Broadcaster Andy Kershaw hits out today at the BBC's decision to pull the On the Ropes programme, in which he was interviewed by John Humphrys, in a first person piece in The Independent.
The Radio 4 programme was pulled at the last minute, after being heavily promoted, on the grounds that it might invade the privacy of Kershaw's ex-partner and children.
But Kershaw says today: "There was no anger in what I said on the programme, no bitterness, nor any self-pity. There was nothing to which my ex-partner and the mother of my two children could reasonably object. The programme ended by me listing for Humphrys all the things about which I feel positive, red-energised and optimistic."

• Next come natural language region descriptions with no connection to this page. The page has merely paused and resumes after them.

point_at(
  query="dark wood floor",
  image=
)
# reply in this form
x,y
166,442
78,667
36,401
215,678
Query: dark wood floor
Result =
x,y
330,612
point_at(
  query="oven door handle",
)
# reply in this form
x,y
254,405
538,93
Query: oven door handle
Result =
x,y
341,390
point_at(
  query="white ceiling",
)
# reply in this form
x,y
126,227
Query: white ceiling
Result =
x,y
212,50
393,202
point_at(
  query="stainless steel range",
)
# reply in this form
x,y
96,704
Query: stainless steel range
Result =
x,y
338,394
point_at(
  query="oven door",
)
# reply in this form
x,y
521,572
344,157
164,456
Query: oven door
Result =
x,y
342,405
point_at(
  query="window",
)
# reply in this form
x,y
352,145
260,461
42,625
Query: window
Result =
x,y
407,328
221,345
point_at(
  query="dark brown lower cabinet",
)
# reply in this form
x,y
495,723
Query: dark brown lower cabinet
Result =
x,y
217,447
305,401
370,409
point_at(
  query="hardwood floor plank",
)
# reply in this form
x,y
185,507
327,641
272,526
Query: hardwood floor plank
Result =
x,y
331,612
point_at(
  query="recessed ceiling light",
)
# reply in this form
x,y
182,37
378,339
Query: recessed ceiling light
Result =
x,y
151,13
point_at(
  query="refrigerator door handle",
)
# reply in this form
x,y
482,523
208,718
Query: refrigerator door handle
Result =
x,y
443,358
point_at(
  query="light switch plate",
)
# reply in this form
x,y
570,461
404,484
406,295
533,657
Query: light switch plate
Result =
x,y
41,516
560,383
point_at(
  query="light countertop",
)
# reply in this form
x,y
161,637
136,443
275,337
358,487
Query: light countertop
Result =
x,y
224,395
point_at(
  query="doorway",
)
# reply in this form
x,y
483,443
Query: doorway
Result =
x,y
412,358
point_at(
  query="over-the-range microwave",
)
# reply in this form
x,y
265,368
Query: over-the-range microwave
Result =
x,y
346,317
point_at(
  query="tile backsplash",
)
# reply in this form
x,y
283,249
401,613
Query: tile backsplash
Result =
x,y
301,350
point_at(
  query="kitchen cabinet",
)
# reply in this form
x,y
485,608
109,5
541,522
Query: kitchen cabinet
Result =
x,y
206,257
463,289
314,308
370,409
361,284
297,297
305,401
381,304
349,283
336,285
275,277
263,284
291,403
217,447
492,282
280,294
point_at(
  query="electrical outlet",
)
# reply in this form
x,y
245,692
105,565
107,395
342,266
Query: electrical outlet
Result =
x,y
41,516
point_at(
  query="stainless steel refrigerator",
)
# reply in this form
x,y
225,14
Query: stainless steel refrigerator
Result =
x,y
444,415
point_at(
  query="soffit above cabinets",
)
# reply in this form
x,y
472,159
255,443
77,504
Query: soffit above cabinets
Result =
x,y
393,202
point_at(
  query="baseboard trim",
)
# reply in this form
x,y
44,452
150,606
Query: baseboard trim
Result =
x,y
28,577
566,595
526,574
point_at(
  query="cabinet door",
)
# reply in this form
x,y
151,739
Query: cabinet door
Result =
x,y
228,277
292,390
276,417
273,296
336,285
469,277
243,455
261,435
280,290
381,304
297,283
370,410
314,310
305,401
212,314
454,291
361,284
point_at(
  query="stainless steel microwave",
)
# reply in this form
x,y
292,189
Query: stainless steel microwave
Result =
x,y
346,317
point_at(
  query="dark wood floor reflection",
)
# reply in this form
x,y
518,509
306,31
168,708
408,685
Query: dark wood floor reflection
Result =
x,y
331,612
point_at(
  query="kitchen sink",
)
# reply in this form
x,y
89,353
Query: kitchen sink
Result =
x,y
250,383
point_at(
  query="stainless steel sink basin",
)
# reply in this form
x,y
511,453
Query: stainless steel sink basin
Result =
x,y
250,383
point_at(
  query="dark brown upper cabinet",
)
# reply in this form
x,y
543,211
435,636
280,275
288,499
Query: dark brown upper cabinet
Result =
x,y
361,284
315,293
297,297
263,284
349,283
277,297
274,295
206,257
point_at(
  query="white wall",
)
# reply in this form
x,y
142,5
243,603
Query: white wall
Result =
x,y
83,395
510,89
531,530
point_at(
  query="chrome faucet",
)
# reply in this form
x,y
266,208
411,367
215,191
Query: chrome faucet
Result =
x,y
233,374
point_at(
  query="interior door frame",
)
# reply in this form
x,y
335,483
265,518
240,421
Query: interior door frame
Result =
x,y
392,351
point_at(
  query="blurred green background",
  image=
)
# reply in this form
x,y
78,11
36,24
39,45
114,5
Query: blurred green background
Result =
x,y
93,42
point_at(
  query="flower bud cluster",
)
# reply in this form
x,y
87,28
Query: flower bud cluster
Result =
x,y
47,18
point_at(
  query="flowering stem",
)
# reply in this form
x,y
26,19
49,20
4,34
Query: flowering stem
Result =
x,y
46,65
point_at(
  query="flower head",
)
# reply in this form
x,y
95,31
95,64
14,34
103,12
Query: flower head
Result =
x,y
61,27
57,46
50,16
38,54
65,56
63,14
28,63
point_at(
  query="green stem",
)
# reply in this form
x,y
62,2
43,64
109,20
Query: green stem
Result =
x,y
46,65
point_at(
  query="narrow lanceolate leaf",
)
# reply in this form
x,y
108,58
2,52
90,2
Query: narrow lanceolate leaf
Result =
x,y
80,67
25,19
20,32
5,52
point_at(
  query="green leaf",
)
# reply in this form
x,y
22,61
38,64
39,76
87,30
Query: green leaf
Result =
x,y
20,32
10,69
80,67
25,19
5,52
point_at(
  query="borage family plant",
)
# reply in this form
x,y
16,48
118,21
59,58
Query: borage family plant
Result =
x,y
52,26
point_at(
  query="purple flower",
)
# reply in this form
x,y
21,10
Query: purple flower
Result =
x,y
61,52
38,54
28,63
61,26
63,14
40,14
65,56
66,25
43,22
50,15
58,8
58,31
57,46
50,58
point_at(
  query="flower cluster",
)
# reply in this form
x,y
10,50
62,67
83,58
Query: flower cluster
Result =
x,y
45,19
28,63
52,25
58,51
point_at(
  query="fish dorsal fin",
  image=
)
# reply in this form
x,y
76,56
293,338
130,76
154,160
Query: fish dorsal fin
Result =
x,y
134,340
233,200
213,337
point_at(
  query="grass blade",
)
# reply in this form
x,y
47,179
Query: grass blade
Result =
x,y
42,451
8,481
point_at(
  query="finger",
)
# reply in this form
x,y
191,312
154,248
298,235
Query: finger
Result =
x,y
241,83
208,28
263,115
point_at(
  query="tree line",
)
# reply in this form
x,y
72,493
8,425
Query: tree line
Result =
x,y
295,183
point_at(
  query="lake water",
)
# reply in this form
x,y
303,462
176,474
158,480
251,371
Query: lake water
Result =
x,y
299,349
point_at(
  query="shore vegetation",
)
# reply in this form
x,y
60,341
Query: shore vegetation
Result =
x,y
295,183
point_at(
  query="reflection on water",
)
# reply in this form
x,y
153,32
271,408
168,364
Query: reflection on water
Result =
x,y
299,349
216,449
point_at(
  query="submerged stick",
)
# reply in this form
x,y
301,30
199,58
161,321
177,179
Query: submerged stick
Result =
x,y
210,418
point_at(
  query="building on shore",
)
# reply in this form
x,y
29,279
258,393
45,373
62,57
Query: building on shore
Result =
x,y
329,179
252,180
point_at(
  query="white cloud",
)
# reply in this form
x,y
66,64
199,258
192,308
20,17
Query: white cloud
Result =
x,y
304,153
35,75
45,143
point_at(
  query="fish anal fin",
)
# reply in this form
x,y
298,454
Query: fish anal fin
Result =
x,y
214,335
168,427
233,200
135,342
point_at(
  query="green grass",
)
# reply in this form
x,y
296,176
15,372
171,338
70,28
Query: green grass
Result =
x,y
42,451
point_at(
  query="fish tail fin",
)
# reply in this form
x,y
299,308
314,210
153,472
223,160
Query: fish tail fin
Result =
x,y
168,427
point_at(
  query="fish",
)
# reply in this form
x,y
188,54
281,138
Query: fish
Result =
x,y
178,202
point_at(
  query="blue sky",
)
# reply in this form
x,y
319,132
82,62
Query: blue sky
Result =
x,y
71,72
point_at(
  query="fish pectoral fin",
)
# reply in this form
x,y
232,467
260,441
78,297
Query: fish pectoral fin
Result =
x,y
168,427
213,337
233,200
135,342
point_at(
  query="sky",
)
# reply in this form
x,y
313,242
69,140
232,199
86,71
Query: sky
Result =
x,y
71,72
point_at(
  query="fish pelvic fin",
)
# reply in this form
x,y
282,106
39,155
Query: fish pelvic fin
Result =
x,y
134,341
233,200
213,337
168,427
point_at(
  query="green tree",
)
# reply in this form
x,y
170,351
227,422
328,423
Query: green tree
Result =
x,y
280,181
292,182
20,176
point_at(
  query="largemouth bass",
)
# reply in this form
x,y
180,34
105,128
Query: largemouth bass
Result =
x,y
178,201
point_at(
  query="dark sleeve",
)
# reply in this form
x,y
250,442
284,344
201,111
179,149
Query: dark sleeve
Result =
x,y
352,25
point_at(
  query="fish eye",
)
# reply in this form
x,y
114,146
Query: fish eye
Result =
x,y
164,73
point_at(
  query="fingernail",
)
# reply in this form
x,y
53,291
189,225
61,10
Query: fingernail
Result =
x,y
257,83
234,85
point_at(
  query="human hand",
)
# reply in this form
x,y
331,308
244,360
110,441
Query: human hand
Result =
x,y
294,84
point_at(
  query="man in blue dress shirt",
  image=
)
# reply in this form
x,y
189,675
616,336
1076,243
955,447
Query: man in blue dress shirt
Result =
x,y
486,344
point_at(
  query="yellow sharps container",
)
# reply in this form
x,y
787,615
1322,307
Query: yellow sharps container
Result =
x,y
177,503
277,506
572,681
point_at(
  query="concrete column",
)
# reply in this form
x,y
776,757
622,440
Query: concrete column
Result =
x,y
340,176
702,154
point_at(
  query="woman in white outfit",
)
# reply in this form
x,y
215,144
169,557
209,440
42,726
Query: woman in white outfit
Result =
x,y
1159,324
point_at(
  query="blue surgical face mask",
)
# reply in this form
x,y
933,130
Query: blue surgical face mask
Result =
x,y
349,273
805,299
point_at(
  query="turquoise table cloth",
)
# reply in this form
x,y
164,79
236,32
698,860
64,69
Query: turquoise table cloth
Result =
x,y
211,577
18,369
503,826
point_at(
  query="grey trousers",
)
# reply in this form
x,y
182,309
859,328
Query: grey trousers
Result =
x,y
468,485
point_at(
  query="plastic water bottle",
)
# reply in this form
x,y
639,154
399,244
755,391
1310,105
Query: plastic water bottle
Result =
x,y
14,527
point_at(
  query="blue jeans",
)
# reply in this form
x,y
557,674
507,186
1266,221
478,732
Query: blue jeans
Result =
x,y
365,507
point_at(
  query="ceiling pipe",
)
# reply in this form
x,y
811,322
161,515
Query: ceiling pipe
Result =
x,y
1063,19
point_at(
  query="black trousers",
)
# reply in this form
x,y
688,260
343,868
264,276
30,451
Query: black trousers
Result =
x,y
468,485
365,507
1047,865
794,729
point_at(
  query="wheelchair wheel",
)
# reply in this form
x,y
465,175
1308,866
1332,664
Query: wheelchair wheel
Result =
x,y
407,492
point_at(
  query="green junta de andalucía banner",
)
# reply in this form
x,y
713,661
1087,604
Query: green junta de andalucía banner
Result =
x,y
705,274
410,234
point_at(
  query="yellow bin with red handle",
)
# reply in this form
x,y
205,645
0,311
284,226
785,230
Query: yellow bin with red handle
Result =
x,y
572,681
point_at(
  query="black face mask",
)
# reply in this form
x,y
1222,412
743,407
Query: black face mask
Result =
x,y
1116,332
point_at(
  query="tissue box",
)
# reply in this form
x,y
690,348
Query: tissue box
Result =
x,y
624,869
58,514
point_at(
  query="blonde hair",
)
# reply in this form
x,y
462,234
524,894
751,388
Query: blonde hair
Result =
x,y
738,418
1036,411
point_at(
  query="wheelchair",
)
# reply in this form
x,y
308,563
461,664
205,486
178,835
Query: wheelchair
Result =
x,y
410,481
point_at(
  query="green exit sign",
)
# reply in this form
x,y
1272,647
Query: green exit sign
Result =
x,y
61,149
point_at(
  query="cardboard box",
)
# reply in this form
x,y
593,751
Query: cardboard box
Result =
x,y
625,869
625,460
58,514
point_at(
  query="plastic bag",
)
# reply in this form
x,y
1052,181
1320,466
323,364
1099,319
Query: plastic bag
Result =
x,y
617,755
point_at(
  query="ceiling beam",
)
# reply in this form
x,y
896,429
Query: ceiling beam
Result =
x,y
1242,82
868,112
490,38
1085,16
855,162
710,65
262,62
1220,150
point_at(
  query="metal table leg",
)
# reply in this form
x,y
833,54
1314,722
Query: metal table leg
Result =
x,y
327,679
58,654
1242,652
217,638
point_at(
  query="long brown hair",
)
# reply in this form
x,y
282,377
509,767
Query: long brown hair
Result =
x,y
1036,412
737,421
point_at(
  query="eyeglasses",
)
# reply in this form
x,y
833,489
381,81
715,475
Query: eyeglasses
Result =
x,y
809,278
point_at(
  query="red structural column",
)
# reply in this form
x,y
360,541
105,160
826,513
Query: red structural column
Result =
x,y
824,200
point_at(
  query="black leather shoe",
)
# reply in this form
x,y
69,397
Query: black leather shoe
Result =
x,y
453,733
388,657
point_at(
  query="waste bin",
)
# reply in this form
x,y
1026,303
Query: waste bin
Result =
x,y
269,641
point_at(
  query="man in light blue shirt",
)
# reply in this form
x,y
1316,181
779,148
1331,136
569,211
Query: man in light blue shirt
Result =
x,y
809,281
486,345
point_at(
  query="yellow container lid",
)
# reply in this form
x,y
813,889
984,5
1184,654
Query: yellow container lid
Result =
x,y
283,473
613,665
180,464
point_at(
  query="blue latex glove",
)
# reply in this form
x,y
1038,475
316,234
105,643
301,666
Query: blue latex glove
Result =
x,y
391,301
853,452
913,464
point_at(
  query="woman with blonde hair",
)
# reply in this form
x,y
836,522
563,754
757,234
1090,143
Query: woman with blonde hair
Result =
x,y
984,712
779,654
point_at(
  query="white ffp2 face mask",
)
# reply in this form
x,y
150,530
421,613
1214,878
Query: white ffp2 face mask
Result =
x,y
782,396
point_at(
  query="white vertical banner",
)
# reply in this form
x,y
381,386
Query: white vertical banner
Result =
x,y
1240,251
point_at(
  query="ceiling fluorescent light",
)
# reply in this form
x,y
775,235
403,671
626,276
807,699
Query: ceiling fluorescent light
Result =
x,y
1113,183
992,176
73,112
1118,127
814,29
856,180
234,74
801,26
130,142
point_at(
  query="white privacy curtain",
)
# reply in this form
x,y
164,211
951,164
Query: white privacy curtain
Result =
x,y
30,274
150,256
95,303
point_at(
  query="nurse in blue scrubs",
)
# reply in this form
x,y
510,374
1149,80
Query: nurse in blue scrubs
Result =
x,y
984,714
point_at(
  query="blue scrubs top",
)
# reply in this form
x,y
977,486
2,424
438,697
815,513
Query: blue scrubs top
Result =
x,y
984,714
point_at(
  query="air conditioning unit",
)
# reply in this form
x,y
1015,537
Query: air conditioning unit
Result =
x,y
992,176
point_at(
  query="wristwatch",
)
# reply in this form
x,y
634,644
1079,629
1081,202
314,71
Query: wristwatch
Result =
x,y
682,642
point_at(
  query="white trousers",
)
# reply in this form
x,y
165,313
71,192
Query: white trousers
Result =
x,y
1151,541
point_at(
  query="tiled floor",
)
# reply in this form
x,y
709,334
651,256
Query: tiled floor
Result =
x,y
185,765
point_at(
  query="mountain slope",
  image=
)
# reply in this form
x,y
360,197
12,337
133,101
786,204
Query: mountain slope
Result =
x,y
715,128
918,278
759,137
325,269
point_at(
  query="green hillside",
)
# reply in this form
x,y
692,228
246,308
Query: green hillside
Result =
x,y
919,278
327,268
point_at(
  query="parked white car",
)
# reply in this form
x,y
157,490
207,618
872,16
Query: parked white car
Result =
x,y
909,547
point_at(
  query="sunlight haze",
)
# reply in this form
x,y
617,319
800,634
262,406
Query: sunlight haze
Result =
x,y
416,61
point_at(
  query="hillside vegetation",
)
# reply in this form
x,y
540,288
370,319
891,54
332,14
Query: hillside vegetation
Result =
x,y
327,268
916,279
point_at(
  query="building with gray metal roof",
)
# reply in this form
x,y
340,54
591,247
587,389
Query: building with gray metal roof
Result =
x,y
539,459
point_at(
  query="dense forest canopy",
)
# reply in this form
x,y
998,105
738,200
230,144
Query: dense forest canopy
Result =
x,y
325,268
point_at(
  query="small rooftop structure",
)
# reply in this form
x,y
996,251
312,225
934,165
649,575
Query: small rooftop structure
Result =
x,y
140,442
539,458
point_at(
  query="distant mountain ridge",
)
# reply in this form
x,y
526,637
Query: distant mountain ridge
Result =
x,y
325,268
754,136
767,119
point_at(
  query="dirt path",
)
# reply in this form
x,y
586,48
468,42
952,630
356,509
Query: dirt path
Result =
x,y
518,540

Kershaw adds: "As we left the studio, Humphrys slapped me across the shoulder and said: "I think you got the tone of that absolutely right." The producer, Karen Gregor, was gushing that I'd been "absolutely brilliant" and that it was "the best On The Ropes we have ever recorded."
"I later learned that the programme was cleared by BBC lawyers that same Thursday for broadcast the following Tuesday. It was then trailed so heavily over the weekend that I found it embarrassing to listen to Radio 4."
He also says: "I have never brought the BBC into disrepute, never failed to turn up for a live broadcast or recording, never tormented Andrew Sachs, nor been caught taking cocaine and providing prostitutes to dicey businessmen. I have won nine Sony Gold Awards, more even than John Peel. And, in my occasional role of foreign correspondent, I have cheerily put my life on the line reporting from African civil wars for BBC radio news programmes. There was nothing said in the recording to give anyone those concerns. I spoke of my children only with affection."
Kerhaw says he has asked Mark Damazer, controller of BBC Radio 4, for a detailed written explanation of why the programme was axed.
He claims its cancellation has sent out "a very damaging signal, encouraging a widespread assumption that it must have been pulled because I had gone into the studio and made a programme so full of slanders and anger that it was unfit for broadcast."